As the Losers get reacquinted with their past lives in Derry, old buried traumas bubble to the surface, always accompanied by Pennywise terrorizing them but never going for the kill for some reason. Bev remembers the postcard she thought Bill sent her but it was really Ben, who loved her from afar and still does. Richie confronts a secret he's long buried (he's gay) that Pennywise taunts him about but no one else discovers and why is it such a big secret in 2016 anyway? (Maybe the reason is this movie contains a sickening amount of literal bashing of gay men.) Bill has to reconcile his guilt where he believes he's the reason that Pennywise killed his little brother back in '89. Eddie has to face that his mom was fat... or something? Poor Stan killed himself rather than return to Derry; he explains this later in a letter that he "took himself off the board" and thereby did the Losers a solid since he's "the weakest one". Meanwhile, Mike has the thankless job of trying to wrangle all of the Losers and explain his half-baked plan to do a ritual to kill Pennywise, using an old Native American thing that has a drawing of six people holding hands (so I guess it's convenient that Stan couldn't make it).

It (and IT) all culminates in the cavernous bowels underneath the obvious haunted house in Derry where the true origin of Pennywise is revealed: IT came from outer space! The malevolent entity is a space alien of some sort and the remains of his meteor are still deep beneath Derry. The Losers have to muster all of their bravery to confront IT in its domain, but unlike when they were 12, only one of them brought a weapon: a fireplace poker fueled by the power of belief. Yet, in the end, the Losers defeat Pennywise not by hitting it with stuff but with a new, even more effective method: by yelling at it a lot and bullying the clown into submission - then they literally tear its heart out and smush it. Sure, why not. And with that, the Losers finally triumph over the ancient evil that infected their hometown, although no one else in the town is any the wiser.
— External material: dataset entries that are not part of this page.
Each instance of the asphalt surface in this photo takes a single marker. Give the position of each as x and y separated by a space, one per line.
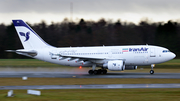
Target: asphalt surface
81 75
56 74
108 86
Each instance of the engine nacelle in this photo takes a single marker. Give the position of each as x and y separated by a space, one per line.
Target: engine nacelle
116 65
130 67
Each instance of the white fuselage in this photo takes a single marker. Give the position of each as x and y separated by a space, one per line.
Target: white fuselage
132 55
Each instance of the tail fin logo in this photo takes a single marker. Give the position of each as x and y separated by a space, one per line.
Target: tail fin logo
25 35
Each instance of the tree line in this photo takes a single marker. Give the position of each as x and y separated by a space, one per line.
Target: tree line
95 33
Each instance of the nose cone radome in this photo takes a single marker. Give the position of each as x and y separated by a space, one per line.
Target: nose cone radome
173 55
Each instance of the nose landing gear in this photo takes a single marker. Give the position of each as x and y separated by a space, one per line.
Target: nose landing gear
152 71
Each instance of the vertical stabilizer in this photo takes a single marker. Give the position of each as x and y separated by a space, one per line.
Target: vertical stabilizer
28 37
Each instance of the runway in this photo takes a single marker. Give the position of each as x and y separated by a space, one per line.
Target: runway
83 75
11 73
108 86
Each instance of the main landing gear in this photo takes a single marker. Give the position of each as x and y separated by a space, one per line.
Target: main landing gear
152 71
99 71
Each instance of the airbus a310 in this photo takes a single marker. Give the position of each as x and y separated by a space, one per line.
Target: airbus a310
114 58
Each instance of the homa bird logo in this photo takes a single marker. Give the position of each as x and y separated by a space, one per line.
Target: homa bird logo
25 35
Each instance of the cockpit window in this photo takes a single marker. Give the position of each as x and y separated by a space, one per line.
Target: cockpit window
165 51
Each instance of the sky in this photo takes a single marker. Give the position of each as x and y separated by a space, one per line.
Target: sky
34 11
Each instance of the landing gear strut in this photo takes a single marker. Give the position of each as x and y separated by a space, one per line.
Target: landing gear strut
152 71
99 71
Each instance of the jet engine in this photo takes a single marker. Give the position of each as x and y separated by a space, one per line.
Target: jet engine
116 65
130 67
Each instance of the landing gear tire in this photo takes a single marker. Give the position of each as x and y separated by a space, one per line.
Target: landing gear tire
95 72
151 71
104 71
91 72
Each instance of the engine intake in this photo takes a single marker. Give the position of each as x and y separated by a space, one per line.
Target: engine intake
130 67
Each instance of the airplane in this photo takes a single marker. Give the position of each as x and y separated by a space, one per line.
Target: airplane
113 58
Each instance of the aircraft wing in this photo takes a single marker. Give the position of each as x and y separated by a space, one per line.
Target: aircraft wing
30 53
85 59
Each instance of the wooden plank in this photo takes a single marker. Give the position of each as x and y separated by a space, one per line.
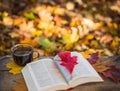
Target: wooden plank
7 80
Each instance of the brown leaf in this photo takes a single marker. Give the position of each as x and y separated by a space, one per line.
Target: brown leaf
21 86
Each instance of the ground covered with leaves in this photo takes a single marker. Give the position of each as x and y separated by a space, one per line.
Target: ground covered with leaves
52 26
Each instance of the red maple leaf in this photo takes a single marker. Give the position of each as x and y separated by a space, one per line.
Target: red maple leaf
67 61
93 58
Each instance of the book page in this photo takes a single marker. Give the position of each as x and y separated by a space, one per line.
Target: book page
46 74
82 70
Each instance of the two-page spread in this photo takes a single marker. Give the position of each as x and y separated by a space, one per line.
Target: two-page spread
48 74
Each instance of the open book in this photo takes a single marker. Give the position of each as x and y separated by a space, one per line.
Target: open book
48 75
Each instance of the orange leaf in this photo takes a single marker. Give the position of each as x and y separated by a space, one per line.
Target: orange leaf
21 86
101 66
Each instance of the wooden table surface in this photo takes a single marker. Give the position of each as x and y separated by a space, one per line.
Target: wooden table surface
7 80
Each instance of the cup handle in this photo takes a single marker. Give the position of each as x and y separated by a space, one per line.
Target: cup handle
37 55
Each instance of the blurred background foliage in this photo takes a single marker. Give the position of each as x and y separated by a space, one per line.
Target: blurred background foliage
52 26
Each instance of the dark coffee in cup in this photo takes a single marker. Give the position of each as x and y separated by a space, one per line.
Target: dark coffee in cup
22 54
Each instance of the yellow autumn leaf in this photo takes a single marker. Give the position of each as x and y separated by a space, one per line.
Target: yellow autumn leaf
87 53
14 68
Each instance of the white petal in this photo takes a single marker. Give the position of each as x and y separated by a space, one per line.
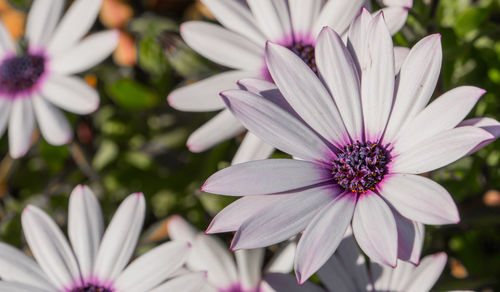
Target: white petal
281 221
252 148
338 70
192 282
154 267
77 21
86 54
119 240
323 235
220 128
338 15
15 266
267 176
377 75
21 125
419 199
180 229
446 112
207 39
305 93
85 227
53 124
439 150
210 254
204 95
50 248
237 17
71 94
417 80
304 14
276 126
42 19
375 229
249 266
273 18
5 106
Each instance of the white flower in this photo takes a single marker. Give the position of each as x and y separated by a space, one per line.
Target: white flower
95 262
223 275
36 80
240 44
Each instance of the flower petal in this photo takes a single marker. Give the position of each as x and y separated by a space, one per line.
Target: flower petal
419 199
192 282
15 266
21 125
86 54
273 18
249 266
338 70
377 75
443 114
203 95
50 248
237 17
77 21
417 80
322 235
154 267
119 240
439 150
42 20
305 93
252 148
53 124
220 128
85 227
71 94
375 230
276 126
266 177
207 39
279 222
338 15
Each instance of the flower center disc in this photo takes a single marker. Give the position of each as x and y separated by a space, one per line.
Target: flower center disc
20 73
306 53
360 166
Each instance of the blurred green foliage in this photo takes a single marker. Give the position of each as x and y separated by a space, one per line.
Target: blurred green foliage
136 142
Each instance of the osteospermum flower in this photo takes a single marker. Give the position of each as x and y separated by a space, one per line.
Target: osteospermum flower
240 43
95 262
361 138
347 271
211 255
35 78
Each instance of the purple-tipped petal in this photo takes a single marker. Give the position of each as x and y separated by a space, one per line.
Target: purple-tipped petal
375 229
323 235
266 177
420 199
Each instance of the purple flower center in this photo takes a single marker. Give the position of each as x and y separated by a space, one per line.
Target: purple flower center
20 73
91 288
360 166
306 53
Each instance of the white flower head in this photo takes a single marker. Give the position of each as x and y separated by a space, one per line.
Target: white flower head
35 81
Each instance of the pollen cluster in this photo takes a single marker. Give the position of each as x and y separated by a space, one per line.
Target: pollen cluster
360 166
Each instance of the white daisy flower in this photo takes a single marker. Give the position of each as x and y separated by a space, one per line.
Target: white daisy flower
96 261
239 44
211 255
36 80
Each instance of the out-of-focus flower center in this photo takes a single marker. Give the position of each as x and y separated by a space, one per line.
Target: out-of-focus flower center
91 288
306 53
360 166
20 73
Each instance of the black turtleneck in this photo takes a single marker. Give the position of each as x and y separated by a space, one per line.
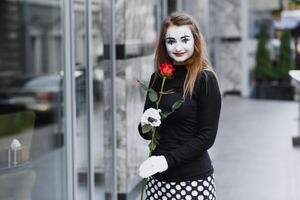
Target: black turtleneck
187 134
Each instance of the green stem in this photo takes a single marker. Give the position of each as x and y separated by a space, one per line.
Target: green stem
161 90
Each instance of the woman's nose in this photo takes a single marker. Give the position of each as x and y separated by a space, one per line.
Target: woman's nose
178 48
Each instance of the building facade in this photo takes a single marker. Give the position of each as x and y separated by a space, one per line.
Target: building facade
70 66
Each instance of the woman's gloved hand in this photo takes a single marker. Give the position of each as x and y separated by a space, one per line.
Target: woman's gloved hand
153 165
151 116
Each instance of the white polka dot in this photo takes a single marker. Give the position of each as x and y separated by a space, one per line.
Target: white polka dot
194 183
200 188
194 193
206 193
188 188
183 192
182 184
200 197
205 183
178 187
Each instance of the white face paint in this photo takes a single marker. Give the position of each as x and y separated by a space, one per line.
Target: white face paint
179 43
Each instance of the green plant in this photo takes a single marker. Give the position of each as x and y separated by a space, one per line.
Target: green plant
263 66
285 60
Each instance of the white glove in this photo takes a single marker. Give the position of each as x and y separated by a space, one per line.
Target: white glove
153 165
151 116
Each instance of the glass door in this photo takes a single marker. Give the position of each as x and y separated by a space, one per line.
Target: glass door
32 158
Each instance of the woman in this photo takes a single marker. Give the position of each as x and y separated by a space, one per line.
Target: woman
180 167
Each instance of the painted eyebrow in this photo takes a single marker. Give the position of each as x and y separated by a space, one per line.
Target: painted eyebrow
183 37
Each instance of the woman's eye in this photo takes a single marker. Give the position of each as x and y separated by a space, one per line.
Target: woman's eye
185 40
170 42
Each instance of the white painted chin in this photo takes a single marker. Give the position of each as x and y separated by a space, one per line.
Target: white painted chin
180 58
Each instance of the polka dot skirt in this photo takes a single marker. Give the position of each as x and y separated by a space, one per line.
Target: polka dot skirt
203 189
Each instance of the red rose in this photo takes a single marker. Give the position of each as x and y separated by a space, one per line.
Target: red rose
167 70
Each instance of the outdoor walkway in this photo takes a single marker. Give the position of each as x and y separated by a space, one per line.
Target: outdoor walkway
253 155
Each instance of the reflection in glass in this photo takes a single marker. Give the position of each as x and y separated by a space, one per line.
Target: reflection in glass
31 100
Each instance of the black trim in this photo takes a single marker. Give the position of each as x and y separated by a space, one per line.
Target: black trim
231 39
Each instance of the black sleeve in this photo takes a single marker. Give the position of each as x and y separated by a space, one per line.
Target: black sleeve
147 104
209 102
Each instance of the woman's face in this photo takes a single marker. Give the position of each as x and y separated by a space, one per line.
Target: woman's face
179 42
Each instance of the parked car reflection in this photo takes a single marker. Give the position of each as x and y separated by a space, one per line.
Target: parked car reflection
43 95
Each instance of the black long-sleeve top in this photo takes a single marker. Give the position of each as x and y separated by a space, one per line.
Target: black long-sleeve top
187 134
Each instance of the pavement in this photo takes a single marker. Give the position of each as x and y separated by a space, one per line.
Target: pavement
253 154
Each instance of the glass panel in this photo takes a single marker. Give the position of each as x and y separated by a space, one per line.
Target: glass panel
31 127
81 136
101 36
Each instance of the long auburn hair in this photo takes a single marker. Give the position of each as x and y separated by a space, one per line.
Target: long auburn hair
197 63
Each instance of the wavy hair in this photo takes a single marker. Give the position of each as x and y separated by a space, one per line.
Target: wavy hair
197 63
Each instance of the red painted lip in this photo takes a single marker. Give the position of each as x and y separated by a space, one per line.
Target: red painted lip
179 54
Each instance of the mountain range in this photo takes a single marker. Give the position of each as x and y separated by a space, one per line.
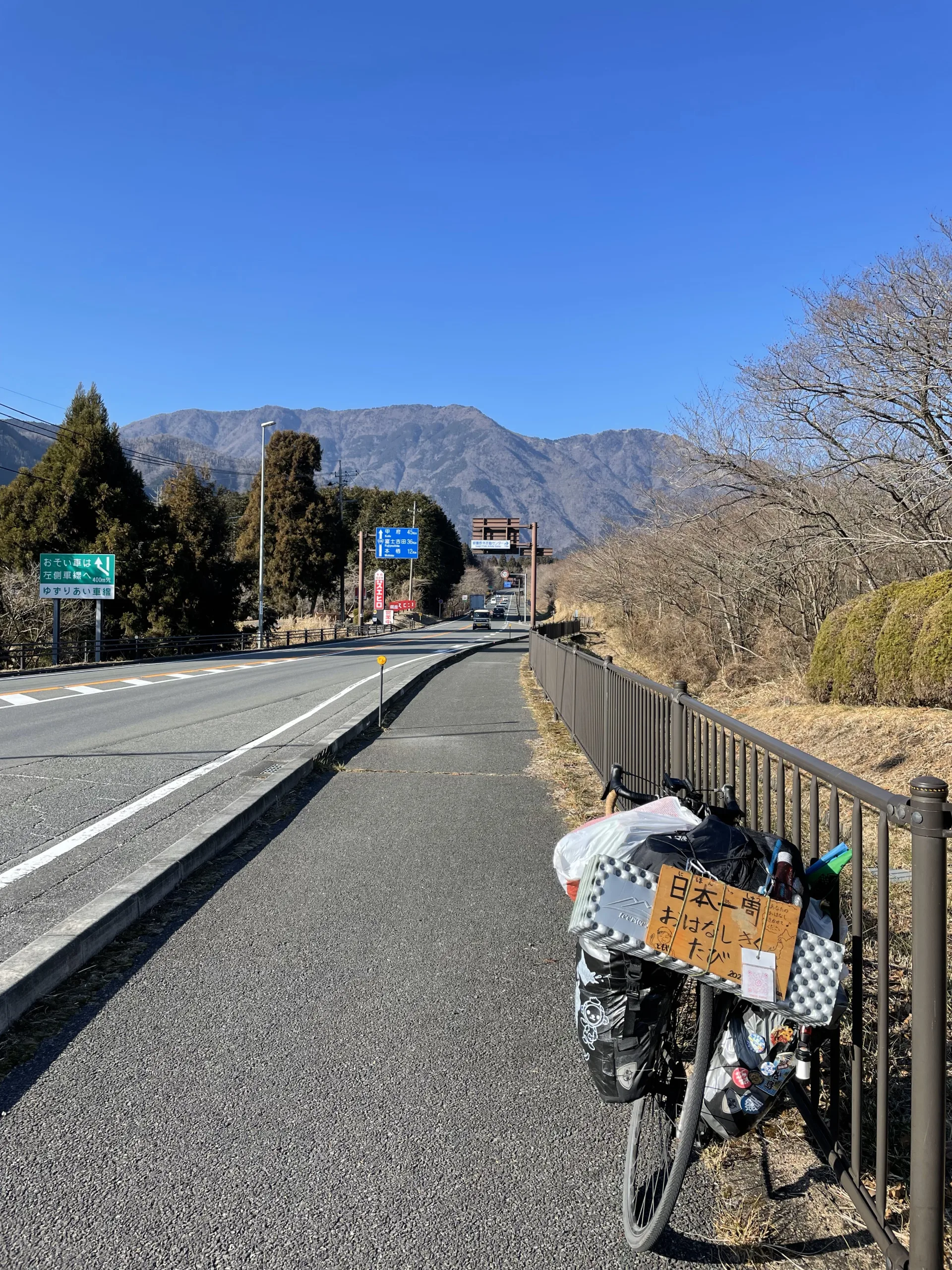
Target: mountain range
469 463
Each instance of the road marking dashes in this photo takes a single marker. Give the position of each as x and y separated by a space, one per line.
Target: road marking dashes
162 792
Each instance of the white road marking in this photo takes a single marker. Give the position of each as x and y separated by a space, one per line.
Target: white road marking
162 792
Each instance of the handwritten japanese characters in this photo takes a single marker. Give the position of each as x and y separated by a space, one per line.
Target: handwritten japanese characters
706 924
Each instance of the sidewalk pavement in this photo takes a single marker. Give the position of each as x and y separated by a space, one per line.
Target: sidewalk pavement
358 1052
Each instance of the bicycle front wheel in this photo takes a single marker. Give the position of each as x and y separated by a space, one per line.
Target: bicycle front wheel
663 1124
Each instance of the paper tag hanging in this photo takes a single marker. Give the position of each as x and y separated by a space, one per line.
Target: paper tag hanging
758 974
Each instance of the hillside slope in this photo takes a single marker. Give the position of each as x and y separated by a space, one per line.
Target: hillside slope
455 454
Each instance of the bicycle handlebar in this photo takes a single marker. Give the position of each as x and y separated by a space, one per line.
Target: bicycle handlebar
725 808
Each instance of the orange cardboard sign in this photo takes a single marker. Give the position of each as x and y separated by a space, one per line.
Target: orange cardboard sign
706 924
665 912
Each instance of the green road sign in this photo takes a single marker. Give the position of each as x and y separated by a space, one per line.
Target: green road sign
78 575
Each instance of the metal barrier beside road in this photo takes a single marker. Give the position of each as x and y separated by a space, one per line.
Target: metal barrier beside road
135 648
617 717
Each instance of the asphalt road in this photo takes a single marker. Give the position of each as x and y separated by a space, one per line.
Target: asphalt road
358 1052
79 747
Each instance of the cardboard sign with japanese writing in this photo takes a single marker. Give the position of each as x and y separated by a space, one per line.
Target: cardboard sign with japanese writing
665 912
706 924
742 925
699 921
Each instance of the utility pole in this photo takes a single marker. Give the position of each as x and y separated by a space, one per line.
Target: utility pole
412 563
261 549
343 567
532 584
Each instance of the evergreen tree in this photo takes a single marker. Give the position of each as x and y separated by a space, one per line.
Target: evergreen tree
85 496
305 544
203 579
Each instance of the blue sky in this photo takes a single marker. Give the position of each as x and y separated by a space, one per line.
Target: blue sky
568 215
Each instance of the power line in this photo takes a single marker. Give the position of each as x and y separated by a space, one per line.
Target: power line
30 425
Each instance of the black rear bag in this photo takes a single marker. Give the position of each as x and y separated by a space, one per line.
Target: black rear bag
738 856
620 1010
621 1004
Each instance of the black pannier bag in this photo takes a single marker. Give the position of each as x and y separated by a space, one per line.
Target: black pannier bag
621 1004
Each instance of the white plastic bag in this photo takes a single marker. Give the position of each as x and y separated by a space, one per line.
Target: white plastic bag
616 836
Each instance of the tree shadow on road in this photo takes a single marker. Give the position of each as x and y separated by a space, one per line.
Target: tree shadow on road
37 1039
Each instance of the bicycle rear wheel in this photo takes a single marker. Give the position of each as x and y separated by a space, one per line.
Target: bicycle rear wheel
663 1124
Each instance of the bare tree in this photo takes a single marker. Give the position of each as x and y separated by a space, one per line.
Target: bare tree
848 425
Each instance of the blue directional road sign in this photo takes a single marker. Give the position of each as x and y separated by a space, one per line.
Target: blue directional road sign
398 544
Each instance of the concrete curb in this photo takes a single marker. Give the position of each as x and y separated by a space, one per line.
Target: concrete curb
60 952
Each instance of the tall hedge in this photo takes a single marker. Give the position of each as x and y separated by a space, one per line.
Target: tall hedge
819 679
855 661
932 656
899 636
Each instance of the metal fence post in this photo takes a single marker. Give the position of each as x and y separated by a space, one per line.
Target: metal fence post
678 731
606 755
927 1182
575 683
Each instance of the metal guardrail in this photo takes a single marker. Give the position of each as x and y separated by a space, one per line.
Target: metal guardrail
136 648
617 717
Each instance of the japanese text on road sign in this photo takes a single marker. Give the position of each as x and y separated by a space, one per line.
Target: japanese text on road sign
76 575
398 544
706 924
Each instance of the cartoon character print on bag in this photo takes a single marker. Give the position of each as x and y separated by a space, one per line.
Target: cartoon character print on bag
592 1017
746 1074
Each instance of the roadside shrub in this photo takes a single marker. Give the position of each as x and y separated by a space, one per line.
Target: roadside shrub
899 634
819 677
855 662
932 656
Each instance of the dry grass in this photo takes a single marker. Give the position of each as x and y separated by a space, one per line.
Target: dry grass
776 1202
558 761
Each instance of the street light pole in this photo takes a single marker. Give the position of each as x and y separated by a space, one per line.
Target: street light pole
270 423
532 575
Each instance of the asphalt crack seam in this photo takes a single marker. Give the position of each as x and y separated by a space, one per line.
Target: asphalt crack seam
416 771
IT: Chapter Two is best broken up into thirds: one third is very good, specifically the children and their relationships back in 1989, which are hearteningly resolved. One third is quite fine, specifically the adult Losers, who labor in the shadows of their childhood selves. The final third is complete schlock, specifically the jarring tonal abnormalities of the relentless comedy awkwardly jammed into this movie all throughout, and also Pennywise himself, a CGI monstrosity that's scary if you're absolutely terrified of pixels. IT: Chapter Two relies on the same moves over and over: LOUD noises and showing the clown briefly behind someone, wait until they turn around, and then the clown attacks them as a PlayStation-caliber CGI thingamajig that they escape by screaming and running away. And yet, despite the machinations of the jump scares, IT: Chapter Two is held together with a poignant underlying message of loyalty, unity, and caring for one another. Just as they did in IT: Chapter One, it's really thanks to the young Losers that IT: Chapter Two is occasionally elevated above being IT: Chapter Schlock.